The injured man was an employee of Treelocate (Europe) Limited, based in Northumberland, and was gathering products stored in boxes on shelf racking up to four bays high.

Newcastle Magistrates’ Court heard that Treelocate staff would use a ladder to climb to height, then dismount the ladder to access stock on the racking. During this specific incident, the employee slipped from the ladder as he was remounting while carrying stock and fell approximately five metres, striking his head on a pallet and sustaining a head injury.

An investigation by the Health and Safety Executive (HSE) found that Treelocate (Europe) Limited had failed to properly plan the work, and had failed to ensure there was safe access to the area and that measures were taken to prevent and/or mitigate a fall from height.

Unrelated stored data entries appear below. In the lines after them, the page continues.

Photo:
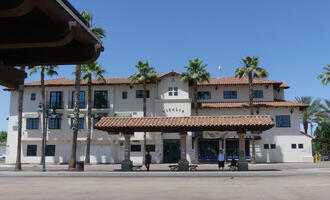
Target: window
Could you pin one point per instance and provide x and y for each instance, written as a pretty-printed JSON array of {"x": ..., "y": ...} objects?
[
  {"x": 82, "y": 102},
  {"x": 204, "y": 95},
  {"x": 139, "y": 94},
  {"x": 95, "y": 120},
  {"x": 283, "y": 121},
  {"x": 151, "y": 147},
  {"x": 230, "y": 94},
  {"x": 31, "y": 150},
  {"x": 56, "y": 100},
  {"x": 81, "y": 122},
  {"x": 55, "y": 123},
  {"x": 33, "y": 96},
  {"x": 101, "y": 99},
  {"x": 50, "y": 150},
  {"x": 32, "y": 123},
  {"x": 173, "y": 91},
  {"x": 258, "y": 94},
  {"x": 135, "y": 148},
  {"x": 124, "y": 95}
]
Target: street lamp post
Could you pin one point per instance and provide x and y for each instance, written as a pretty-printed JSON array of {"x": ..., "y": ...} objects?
[{"x": 48, "y": 114}]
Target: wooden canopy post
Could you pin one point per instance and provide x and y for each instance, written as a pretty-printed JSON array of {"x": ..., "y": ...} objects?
[
  {"x": 183, "y": 163},
  {"x": 126, "y": 164},
  {"x": 242, "y": 163}
]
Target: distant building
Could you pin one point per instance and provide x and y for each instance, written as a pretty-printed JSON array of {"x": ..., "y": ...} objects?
[{"x": 170, "y": 97}]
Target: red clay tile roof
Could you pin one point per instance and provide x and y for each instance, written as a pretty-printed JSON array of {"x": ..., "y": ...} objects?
[
  {"x": 237, "y": 81},
  {"x": 118, "y": 81},
  {"x": 306, "y": 134},
  {"x": 177, "y": 124},
  {"x": 257, "y": 104}
]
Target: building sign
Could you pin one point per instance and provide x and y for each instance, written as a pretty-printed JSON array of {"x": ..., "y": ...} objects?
[{"x": 214, "y": 134}]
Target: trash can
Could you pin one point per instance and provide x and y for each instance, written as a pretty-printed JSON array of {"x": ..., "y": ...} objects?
[{"x": 80, "y": 166}]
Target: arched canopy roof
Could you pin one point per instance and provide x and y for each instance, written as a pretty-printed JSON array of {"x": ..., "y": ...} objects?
[{"x": 185, "y": 124}]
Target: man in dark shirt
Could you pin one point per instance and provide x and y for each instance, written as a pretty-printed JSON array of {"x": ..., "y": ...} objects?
[{"x": 148, "y": 160}]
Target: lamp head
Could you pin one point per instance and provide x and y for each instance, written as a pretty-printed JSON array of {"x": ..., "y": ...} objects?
[{"x": 39, "y": 109}]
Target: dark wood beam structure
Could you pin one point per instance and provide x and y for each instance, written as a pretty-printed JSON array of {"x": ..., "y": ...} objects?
[{"x": 43, "y": 32}]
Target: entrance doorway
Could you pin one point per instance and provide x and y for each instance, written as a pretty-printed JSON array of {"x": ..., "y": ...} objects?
[
  {"x": 208, "y": 151},
  {"x": 171, "y": 151}
]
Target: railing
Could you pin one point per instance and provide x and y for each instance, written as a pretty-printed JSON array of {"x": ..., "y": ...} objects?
[
  {"x": 56, "y": 105},
  {"x": 100, "y": 105},
  {"x": 82, "y": 104}
]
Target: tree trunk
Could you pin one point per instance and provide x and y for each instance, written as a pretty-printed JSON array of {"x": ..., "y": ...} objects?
[
  {"x": 72, "y": 164},
  {"x": 89, "y": 115},
  {"x": 305, "y": 124},
  {"x": 43, "y": 128},
  {"x": 18, "y": 165},
  {"x": 253, "y": 156},
  {"x": 251, "y": 93},
  {"x": 144, "y": 115},
  {"x": 196, "y": 114},
  {"x": 195, "y": 99}
]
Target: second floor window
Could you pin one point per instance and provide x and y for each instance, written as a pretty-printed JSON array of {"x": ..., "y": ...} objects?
[
  {"x": 33, "y": 96},
  {"x": 82, "y": 102},
  {"x": 230, "y": 94},
  {"x": 124, "y": 95},
  {"x": 258, "y": 94},
  {"x": 139, "y": 93},
  {"x": 50, "y": 150},
  {"x": 173, "y": 91},
  {"x": 81, "y": 122},
  {"x": 204, "y": 95},
  {"x": 32, "y": 123},
  {"x": 56, "y": 100},
  {"x": 101, "y": 99},
  {"x": 55, "y": 123},
  {"x": 283, "y": 121}
]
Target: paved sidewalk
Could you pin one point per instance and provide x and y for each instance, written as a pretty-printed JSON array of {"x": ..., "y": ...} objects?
[{"x": 161, "y": 170}]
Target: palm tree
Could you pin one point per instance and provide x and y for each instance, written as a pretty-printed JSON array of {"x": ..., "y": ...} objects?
[
  {"x": 195, "y": 73},
  {"x": 324, "y": 113},
  {"x": 251, "y": 70},
  {"x": 309, "y": 114},
  {"x": 18, "y": 165},
  {"x": 146, "y": 74},
  {"x": 88, "y": 71},
  {"x": 101, "y": 34},
  {"x": 72, "y": 163},
  {"x": 326, "y": 76},
  {"x": 50, "y": 71}
]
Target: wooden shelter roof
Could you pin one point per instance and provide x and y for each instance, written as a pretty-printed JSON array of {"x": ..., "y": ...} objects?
[
  {"x": 184, "y": 124},
  {"x": 39, "y": 32}
]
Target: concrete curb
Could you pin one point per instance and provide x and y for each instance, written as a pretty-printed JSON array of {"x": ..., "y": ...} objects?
[{"x": 159, "y": 174}]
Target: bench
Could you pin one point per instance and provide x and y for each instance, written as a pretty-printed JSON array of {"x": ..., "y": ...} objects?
[
  {"x": 176, "y": 167},
  {"x": 193, "y": 167},
  {"x": 136, "y": 167}
]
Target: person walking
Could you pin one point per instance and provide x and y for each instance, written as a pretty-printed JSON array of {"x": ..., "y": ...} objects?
[
  {"x": 221, "y": 160},
  {"x": 147, "y": 160}
]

Treelocate pleaded guilty to breaching section 4(1) of the Work at Height Regulations and was fined £40,000 with £1,620 costs.


‘Work at height is the biggest cause of workplace death in the UK, which is why HSE takes it so seriously. In this case, the injured person had been working for Treelocate for a few years and his role was to retrieve stock.

‘Staff mainly used ladders to collect the stock for despatch. There was a forklift on site and a telehandler. But there were parts of the warehouse that those bits of equipment couldn’t access and, due to rapid expansion, stock had started being stored higher and higher. Also, stock wasn’t put on pallets, so even if the forklift could access it, it wouldn’t have been able to bring the stock down.

‘On this occasion, the employee put the ladder on the front of the rack, climbed off the ladder at height to retrieve stock, and when he was climbing back onto the ladder with the stock, the ladder slipped.

‘So there was just the square front of a racking system, nobody else was holding the ladder and there was no footing plate. It was just a plain metal extendable ladder that was resting against the racks and it slipped as he turned to come back on it.’


Phil said that a better system of work would have removed the need for staff to retrieve much of the stock by ladder, significantly reducing the risk they faced.

‘I would have expected somewhere like this to put the boxes of stock on a pallet, wrap them up, and then when needed, they could be brought down with the forklift truck. That way workers could stay at ground level,’ Phil said.

‘If that wasn’t possible because of the design of the building or the work needed, we’d expect a scissor lift or even airport-style stairs where there is a fixed guardrail around the worker. With that, staff wouldn’t have to climb onto any racks and they can reach out to get the stock needed and come down safely.

‘Although the employee suffered serious injury, it actually could have been a lot worse. A pallet of stock below him helped to break his fall a little, otherwise he would have fallen nearly five metres onto a concrete floor.’